There is a bounce in her step as she breezes into homes. But even confident and happy *P doesn’t stand at bus stops alone. Her husband escorts her to the clients’ doorsteps on his bike and waits for her return; or one of her clients takes it upon herself to ensure she reaches home safely.
Once she’s reached the safety of another home, she relaxes, takes off the chador from around her rotund, smiling face, unzips her bag and gets to work. Jars of different shapes and sizes, and giving off various aromas come out of the bag.
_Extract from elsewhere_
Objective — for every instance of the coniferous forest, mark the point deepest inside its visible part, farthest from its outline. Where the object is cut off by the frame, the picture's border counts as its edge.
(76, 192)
It’s amazing how much she is able to squeeze into a single bag, I observe; and she smiles mysteriously when asked about the exact nature of the contents.
These sweet, flowery smells – of lotions, creams, home-made wax and scrubs – are the stuff of some of her earliest childhood memories, she says: “Ammi bhee yehi kaam kartee thee; dekh dekh ke seekh liya” (my mother did the same work; I watched and learned).
Basic training began at age of 11 under her mother’s supervision; *P learned how to do facials first. Later she received training at a parlour and had to quit that job when she was getting married. Fortunately, Ammi’s clients worked out an arrangement that suited her new life as a wife and daughter-in-law. She began providing ‘home service’ and clients preferred calling her because they were already used to her.
Ask her what services she provides and she rattles off a long list in one impossibly long breath, “Waxing, threading, mani, pedi, hair massage, body massage, body ubtan, bleach, scrub, brides package for Rs4,000 – 5,000, bahar ke products ke sath”.
While the part about where the products are really from can only be settled using careful, unbiased research and lab facilities, the rest is fairly simple. Almost all the women in this Hindu family do the same work. They say there is a Rs 400-500 profit difference for each service provided when one goes solo and isn’t dependent on a monthly salary of around Rs 10,000.
*P knows a lot of things but when asked how old she is, she falters, and turns to her husband for assistance. “23 years?” (jhoot mat bolo, I tease), “26 years!” and then “27 years!” she exclaims - after her husband has checked her CNIC card to get the facts straight.
Ask her about her husband and children and she is back to her usual, spontaneous self. *P has been married for 14 years, has a son who studies at St. Anthony’s school and has recently given birth to a child that she is sharing with her infertile sister.
Her husband was laid off last year during a clash between union and management at a reputed company. She provides a range of salon services to meet her family’s needs but she is still a creative force waiting to be unleashed.
“Painting ka shauk hay,” she says shyly. *P likes to paint birds, mountains, flowers, and nice faces. As there are no paints and she is still a wife and mother on a budget, she paints hands with henna and shares jokes with her clients, all women, instead.
*P has no idea how much she has in common with other women in the world. She believes she is destined to do the work she does because she is uneducated and lacks any other ‘useful’ skills. She is industrious, cheerful and makes more money than her unemployed husband with whom she shares a loving and honest relationship, and yet she sometimes feels small in a room full of ‘parhay likhay log’.
Abida, on the other hand, much older than *P and a chain smoker, has no such inhibitions. She waxes with one hand, smokes with the other, and lectures all her clients about women’s and life issues simultaneously. She is stricter, has little patience for whiny ‘little girls’ (almost everyone is ‘little’ compared to her) and observes no rules. Abida is a fascinating woman but she is also every client’s biggest waxing-nightmare.
*P and *A battle over clients during the day. At night they often sleep beneath the same stars in the same colony.